Since social distancing guidelines became the norm, Zoom and Skype meetings have risen in popularity. Businesses use them to hold remote meetings with their employees, and many schools are conducting classes from afar.
Of course, going to an all-digital world doesn’t change standard behavior. People still want to goof off while in meetings and in class, whether they’re over Zoom, Skype, or in-person.
It can be hard to fake paying attention in a Zoom meeting. After all, the video service could notoriously snitch on you when you weren’t paying attention due to its “attention tracking” feature. If you clicked away from the Zoom window for more than half a minute, it tattled.
Not happy with the idea? Neither were a lot of users. As of April 1, 2020, Zoom has removed the feature. However, you can still get busted for stepping away from the screen, so here are ways you can fake paying attention in a Zoom call.
How To Fake Paying Attention In Zoom
Without the attention-tracking feature in place, Zoom users’ attention levels can only be measured by their involvement in the call. For example, your boss might be droning on about the latest numbers or your teacher might have gone on a tangent about something unrelated to the lesson.
Perfect time to go to the bathroom, right? Not if they notice you’re gone. Thankfully, there is an easy way to make it seem like you are present in the room even if you have gotten up to make a sandwich or grab a drink from the fridge: a looping video of yourself that you set as a background. Here’s how.
First, download the Zoom app for Mac or for Windows. Once you have downloaded the app, created an account, and signed in, click your profile icon in the top-right corner of the screen and then select Settings.
Select Recording and then ensure that Optimize for 3rd party video editor is clicked. Review where the video recording will be stored, as you will need to access this later.
From here, navigate to the Background & Filters tab and select Virtual Backgrounds. At the bottom, you will see two options: I have a green screen and Mirror my video. Leave Mirror my video checked by default. If you have a green screen, select that option so Zoom can properly interpret that.
If you do not have one, consider streaming from an area with a solid background color.
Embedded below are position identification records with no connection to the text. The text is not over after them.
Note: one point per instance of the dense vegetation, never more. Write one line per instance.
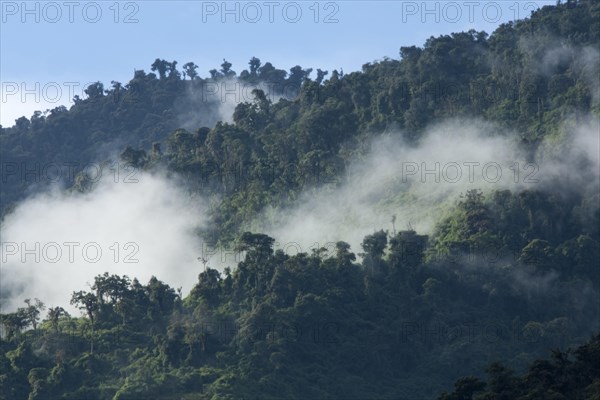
(403, 321)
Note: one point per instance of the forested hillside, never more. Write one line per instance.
(506, 274)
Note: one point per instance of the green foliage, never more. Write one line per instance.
(504, 278)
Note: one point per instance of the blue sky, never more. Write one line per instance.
(50, 51)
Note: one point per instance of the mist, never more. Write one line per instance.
(418, 183)
(56, 242)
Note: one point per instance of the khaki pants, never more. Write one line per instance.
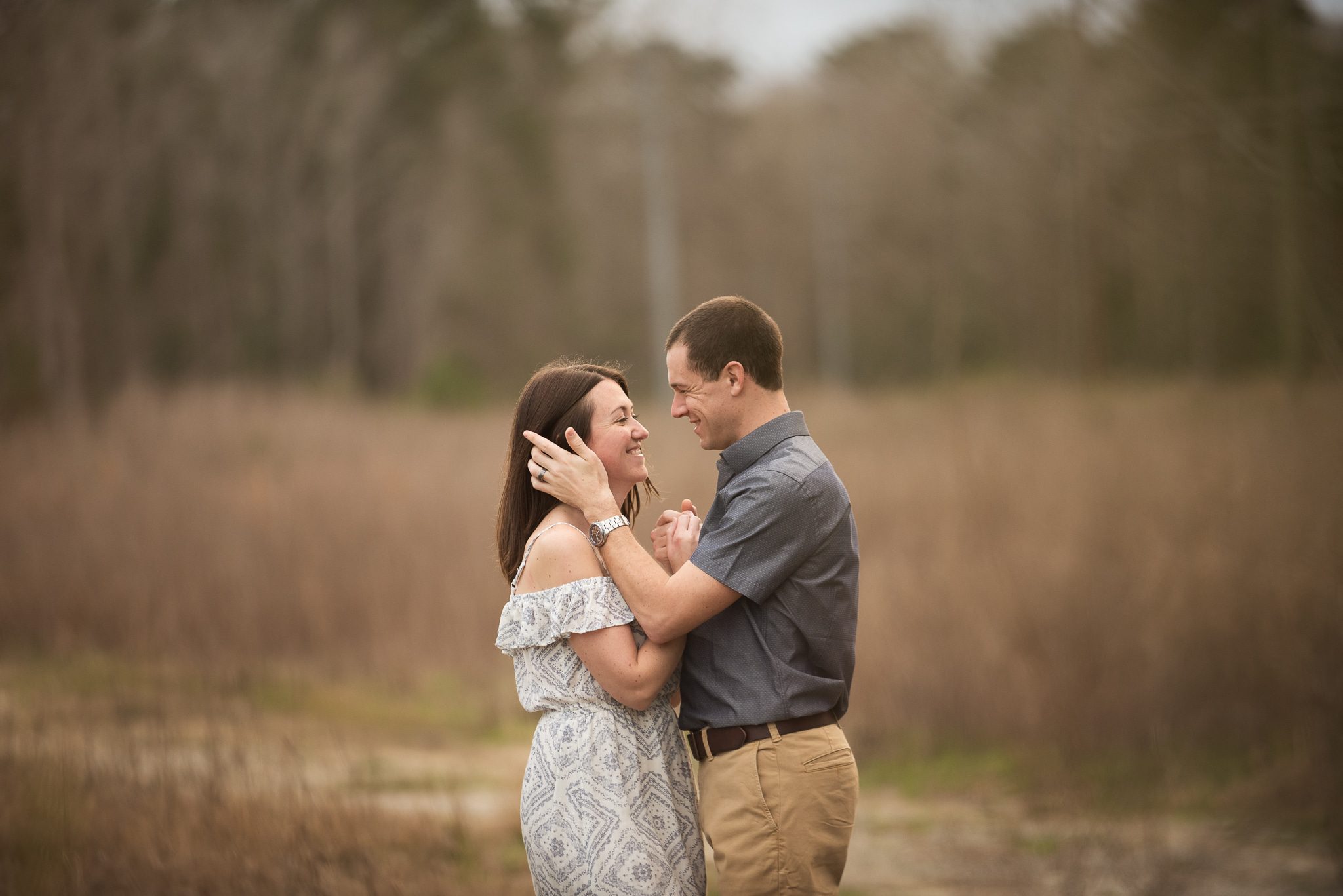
(779, 813)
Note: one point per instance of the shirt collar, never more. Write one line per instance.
(755, 444)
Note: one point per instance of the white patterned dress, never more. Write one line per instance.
(607, 800)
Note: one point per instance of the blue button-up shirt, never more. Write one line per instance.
(780, 534)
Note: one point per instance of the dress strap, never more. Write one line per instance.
(531, 545)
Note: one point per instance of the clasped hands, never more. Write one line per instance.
(578, 478)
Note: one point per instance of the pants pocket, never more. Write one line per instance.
(829, 759)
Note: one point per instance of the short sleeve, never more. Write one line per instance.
(544, 617)
(765, 534)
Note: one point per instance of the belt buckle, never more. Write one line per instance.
(742, 732)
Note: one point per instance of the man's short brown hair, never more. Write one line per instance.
(731, 330)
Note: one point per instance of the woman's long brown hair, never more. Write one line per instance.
(552, 400)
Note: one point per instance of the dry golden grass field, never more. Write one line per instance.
(246, 641)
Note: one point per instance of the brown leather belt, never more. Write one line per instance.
(736, 737)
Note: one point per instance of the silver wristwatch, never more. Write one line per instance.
(602, 528)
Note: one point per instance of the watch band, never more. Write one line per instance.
(602, 528)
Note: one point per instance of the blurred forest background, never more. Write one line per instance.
(1067, 315)
(414, 195)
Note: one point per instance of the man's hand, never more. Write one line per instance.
(662, 532)
(683, 539)
(575, 477)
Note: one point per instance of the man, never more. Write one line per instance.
(767, 594)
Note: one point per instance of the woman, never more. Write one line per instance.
(607, 800)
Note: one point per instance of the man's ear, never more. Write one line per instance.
(736, 376)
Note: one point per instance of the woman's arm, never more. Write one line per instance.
(630, 673)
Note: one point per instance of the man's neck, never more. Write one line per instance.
(765, 409)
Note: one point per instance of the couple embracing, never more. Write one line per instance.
(751, 614)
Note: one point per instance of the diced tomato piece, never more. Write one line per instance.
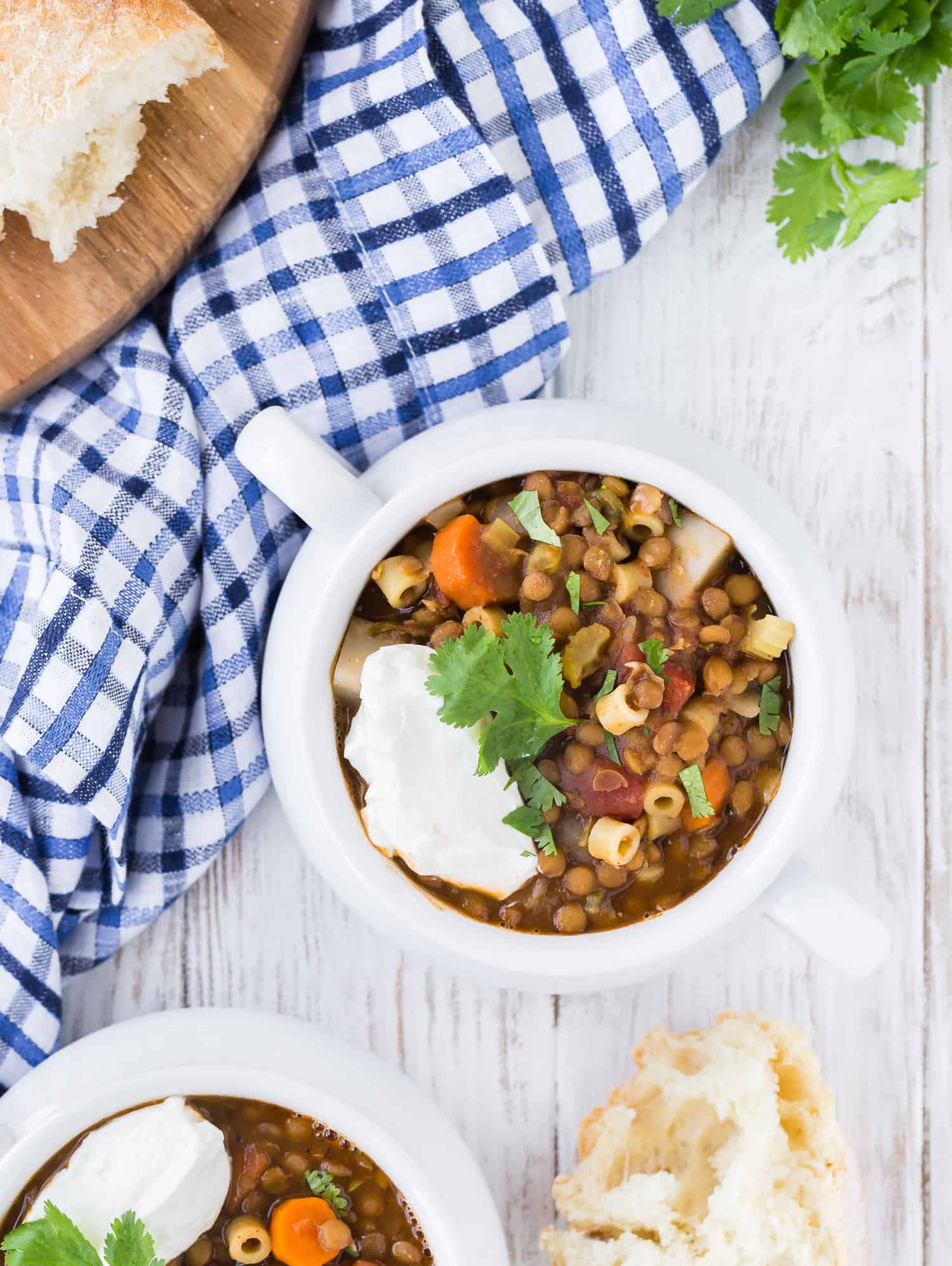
(626, 655)
(253, 1165)
(604, 788)
(679, 689)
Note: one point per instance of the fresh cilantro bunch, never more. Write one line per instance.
(517, 676)
(868, 60)
(53, 1240)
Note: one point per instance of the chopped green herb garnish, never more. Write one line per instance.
(769, 716)
(517, 675)
(531, 822)
(656, 655)
(693, 782)
(598, 519)
(322, 1184)
(527, 509)
(534, 788)
(53, 1240)
(574, 586)
(608, 685)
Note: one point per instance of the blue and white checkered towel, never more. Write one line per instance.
(445, 171)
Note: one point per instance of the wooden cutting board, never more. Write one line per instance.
(198, 147)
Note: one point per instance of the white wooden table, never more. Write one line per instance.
(833, 380)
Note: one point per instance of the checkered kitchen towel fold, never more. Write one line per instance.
(444, 174)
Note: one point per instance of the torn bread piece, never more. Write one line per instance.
(74, 77)
(722, 1150)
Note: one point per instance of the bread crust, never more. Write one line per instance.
(677, 1107)
(50, 47)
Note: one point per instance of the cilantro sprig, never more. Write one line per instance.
(868, 57)
(532, 823)
(769, 713)
(517, 676)
(55, 1240)
(323, 1185)
(656, 655)
(534, 788)
(574, 585)
(528, 510)
(693, 782)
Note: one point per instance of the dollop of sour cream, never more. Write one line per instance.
(425, 800)
(166, 1164)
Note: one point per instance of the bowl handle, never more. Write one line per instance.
(307, 474)
(827, 920)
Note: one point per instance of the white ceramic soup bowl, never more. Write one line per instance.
(276, 1060)
(357, 520)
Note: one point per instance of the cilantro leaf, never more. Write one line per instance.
(923, 62)
(52, 1240)
(527, 509)
(599, 520)
(808, 193)
(656, 655)
(869, 58)
(574, 586)
(461, 669)
(519, 679)
(323, 1185)
(534, 788)
(693, 782)
(546, 842)
(814, 27)
(128, 1244)
(689, 11)
(608, 685)
(885, 183)
(769, 715)
(531, 822)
It also helps to have as little extraneous motion in the video as possible, such as a ceiling fan or other moving object. Keep those out of frame.
Exit the settings menu for now and go to the main menu. Click New Meeting and position yourself in the center of the frame where you would normally be for a meeting. Once you have done this, click Record at the bottom of the screen.
Let the video record for several seconds—5 seconds is a good length of time—and then stop the recording and click End to end the meeting. The recording will be converted to an MP4 file and stored in the designated folder.
Now return to the Backgrounds and Filters tab and click the + sign on the right side of the screen. Click Add Video and navigate to where your stored recording is. Select the MP4 file and add it as a background. Once you have done this, you can select the background and it will play on a loop when you choose to stand up and walk away.
A few things to keep in mind before you do this, however. Make sure the time of day in your recorded video matches the time of day of the meeting. You should also ensure that you’re wearing the same clothing. Those would both be pretty easy things to notice.
If you plan to skip out of a meeting, make sure to make your looping background at the start of the day to make sure all of the elements line up. Or, you know, don’t take the risk and sit through the meeting.
While we do not condone or recommend attempting to trick your way out of a meeting or virtual class, if you feel the need to do so, this trick will help you accomplish it. The more people involved in the meeting, the more likely you are to get away with it. If there is a lot of focus or attention on your screen, however, the looping effect is significantly more noticeable.
The bad news is that Skype doesn’t allow looping video backgrounds. This means that unless you can pull off a spectacular still-frame photo, you will need to stay present during Skype meetings.